Countries have long relied on the issuance of debt to finance their expenditures and investments. However, it can be risky. Episodes such as the worldwide debt crisis of 1983, with its dramatic effects on Latin America, and the more recent European debt crisis, show that countries need to be cautious when choosing their debt levels.
High levels of debt coupled with periods of low economic growth are usually seen as the key ingredients behind sovereign debt crises. In these crises, countries might choose to default, and such episodes are usually associated with negative consequences, such as banking and currency crises and trade disruptions that impose further costs on their citizens. But what about the role of market expectations? Can “bad” market expectations induce a country to default?

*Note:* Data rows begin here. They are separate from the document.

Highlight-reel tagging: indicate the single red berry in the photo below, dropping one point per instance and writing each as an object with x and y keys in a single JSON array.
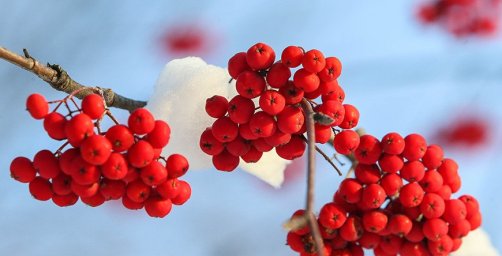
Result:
[
  {"x": 434, "y": 229},
  {"x": 351, "y": 117},
  {"x": 154, "y": 174},
  {"x": 93, "y": 105},
  {"x": 41, "y": 189},
  {"x": 278, "y": 75},
  {"x": 433, "y": 157},
  {"x": 432, "y": 206},
  {"x": 158, "y": 207},
  {"x": 46, "y": 164},
  {"x": 413, "y": 171},
  {"x": 260, "y": 56},
  {"x": 272, "y": 102},
  {"x": 369, "y": 150},
  {"x": 78, "y": 128},
  {"x": 177, "y": 165},
  {"x": 54, "y": 125},
  {"x": 96, "y": 149},
  {"x": 346, "y": 141},
  {"x": 138, "y": 191},
  {"x": 141, "y": 121},
  {"x": 293, "y": 149},
  {"x": 313, "y": 61},
  {"x": 112, "y": 189},
  {"x": 115, "y": 168},
  {"x": 391, "y": 183},
  {"x": 225, "y": 161},
  {"x": 292, "y": 56},
  {"x": 306, "y": 80},
  {"x": 224, "y": 129},
  {"x": 250, "y": 84},
  {"x": 374, "y": 221},
  {"x": 331, "y": 70},
  {"x": 61, "y": 185},
  {"x": 37, "y": 106},
  {"x": 393, "y": 143},
  {"x": 351, "y": 190},
  {"x": 185, "y": 191},
  {"x": 209, "y": 144},
  {"x": 411, "y": 195},
  {"x": 400, "y": 224},
  {"x": 22, "y": 170},
  {"x": 391, "y": 163},
  {"x": 290, "y": 120},
  {"x": 332, "y": 216},
  {"x": 262, "y": 124},
  {"x": 292, "y": 94},
  {"x": 415, "y": 147},
  {"x": 216, "y": 106},
  {"x": 140, "y": 154},
  {"x": 237, "y": 64},
  {"x": 168, "y": 189},
  {"x": 120, "y": 137}
]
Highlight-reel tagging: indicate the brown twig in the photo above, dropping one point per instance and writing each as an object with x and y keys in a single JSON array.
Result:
[
  {"x": 309, "y": 213},
  {"x": 55, "y": 76}
]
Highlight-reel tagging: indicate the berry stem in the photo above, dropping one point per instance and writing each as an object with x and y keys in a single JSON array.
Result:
[
  {"x": 311, "y": 148},
  {"x": 60, "y": 80}
]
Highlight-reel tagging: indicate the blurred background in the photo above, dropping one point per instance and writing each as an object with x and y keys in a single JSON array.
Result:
[{"x": 403, "y": 76}]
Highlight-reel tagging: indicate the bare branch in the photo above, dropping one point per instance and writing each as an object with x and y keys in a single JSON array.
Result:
[
  {"x": 59, "y": 79},
  {"x": 309, "y": 214}
]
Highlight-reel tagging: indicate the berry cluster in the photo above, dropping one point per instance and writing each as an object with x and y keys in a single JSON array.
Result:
[
  {"x": 119, "y": 163},
  {"x": 399, "y": 202},
  {"x": 463, "y": 17},
  {"x": 267, "y": 112}
]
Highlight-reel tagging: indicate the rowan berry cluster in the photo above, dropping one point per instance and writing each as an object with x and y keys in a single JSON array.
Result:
[
  {"x": 122, "y": 162},
  {"x": 463, "y": 17},
  {"x": 399, "y": 202},
  {"x": 267, "y": 114}
]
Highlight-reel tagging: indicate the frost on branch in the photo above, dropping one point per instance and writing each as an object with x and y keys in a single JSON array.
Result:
[{"x": 179, "y": 98}]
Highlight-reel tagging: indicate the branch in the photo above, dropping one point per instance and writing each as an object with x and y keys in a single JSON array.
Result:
[
  {"x": 56, "y": 77},
  {"x": 309, "y": 214}
]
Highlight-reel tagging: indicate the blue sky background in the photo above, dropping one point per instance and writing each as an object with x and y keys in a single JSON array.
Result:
[{"x": 402, "y": 76}]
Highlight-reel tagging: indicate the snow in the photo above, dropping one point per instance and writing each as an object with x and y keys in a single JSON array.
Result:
[{"x": 179, "y": 97}]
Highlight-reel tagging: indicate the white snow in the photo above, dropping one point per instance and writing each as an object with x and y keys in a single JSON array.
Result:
[{"x": 179, "y": 98}]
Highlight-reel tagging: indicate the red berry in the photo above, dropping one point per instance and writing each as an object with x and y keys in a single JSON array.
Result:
[
  {"x": 224, "y": 129},
  {"x": 158, "y": 207},
  {"x": 54, "y": 125},
  {"x": 140, "y": 154},
  {"x": 96, "y": 149},
  {"x": 46, "y": 164},
  {"x": 120, "y": 137},
  {"x": 22, "y": 170},
  {"x": 93, "y": 105},
  {"x": 225, "y": 161},
  {"x": 272, "y": 102},
  {"x": 260, "y": 56},
  {"x": 331, "y": 70},
  {"x": 216, "y": 106},
  {"x": 41, "y": 189},
  {"x": 292, "y": 56},
  {"x": 346, "y": 141},
  {"x": 306, "y": 80},
  {"x": 115, "y": 168},
  {"x": 37, "y": 106},
  {"x": 141, "y": 121},
  {"x": 313, "y": 61},
  {"x": 278, "y": 75},
  {"x": 237, "y": 64},
  {"x": 177, "y": 165}
]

Debt crises can be self-fulfilling and lead to default
In a series of papers, including a recent study from 2015, my co-authors and I examine the question, focusing on the ingredients that generate self-fulfilling debt crises. The self-fulfilling nature of such a crisis works as follows: investors charge high interest rates based on the belief that a country will default in the future; the high interest rates end up inducing the country to default, thus confirming the market expectations. This type of crisis was first analyzed by Guillermo Calvo in a study he conducted in 1988.
We show that such crises depend on the interaction between weak fundamentals (persistent periods of low economic growth and sufficiently high debt levels) and adverse market expectations. In this context, we found, policy interventions by big institutions, such as the International Monetary Fund (IMF), can be justified as they can induce markets to have more positive expectations.
Consider the European debt crisis. By the end of 2010, markets realized that the low world economic growth that followed the World Economic Crisis in 2009-10 would be more persistent than previously expected. At that point, interest rates on the sovereign debt of several European countries (Greece, Portugal, Ireland, Spain, and Cyprus) increased abruptly. That increase in turn put extra pressure on those countries to meet their debt obligations, causing the European Central Bank (ECB) to intervene. What brought interest rates down? The announcement of ECB’s president in mid-2012 that the bank would do “whatever it takes” to preserve the euro and the bank’s subsequent decision to buy those country’s government bonds under the Outright Monetary Transactions (OMT) program. Interestingly, the program was never put into effect. The mere announcement that it would buy the bonds was enough to improve market expectations.
Examining Argentina’s default
The analysis can be extended to other episodes of sovereign debt crisis, such as Argentina’s debt crisis in 2001. Would Argentina have defaulted on its debt if it was charged lower interest rates? From 1998-2000, interest rate on Argentine external debt stood at 10.5% per year, resulting in interest payments that amounted to 5.5% of GDP. However, if Argentina had been charged the same rate as that on US bonds (3% per year in real terms), or what is known as the risk-free rate, that would have amounted to the much smaller figure of 1.8% of GDP. Perhaps Argentina might have escaped the costs of default.
Finally, what are the lessons for Latin America today? We have entered a period of persistently low world economic growth, that stands, according to the IMF, at 3.6% in 2017. In this situation, countries might be tempted to increase their debt levels to avoid reducing consumption expenditures and investment. But caution is advised. When making such decisions, countries should consider all the risks involved, and that includes the risks of a self-fulfilling crisis.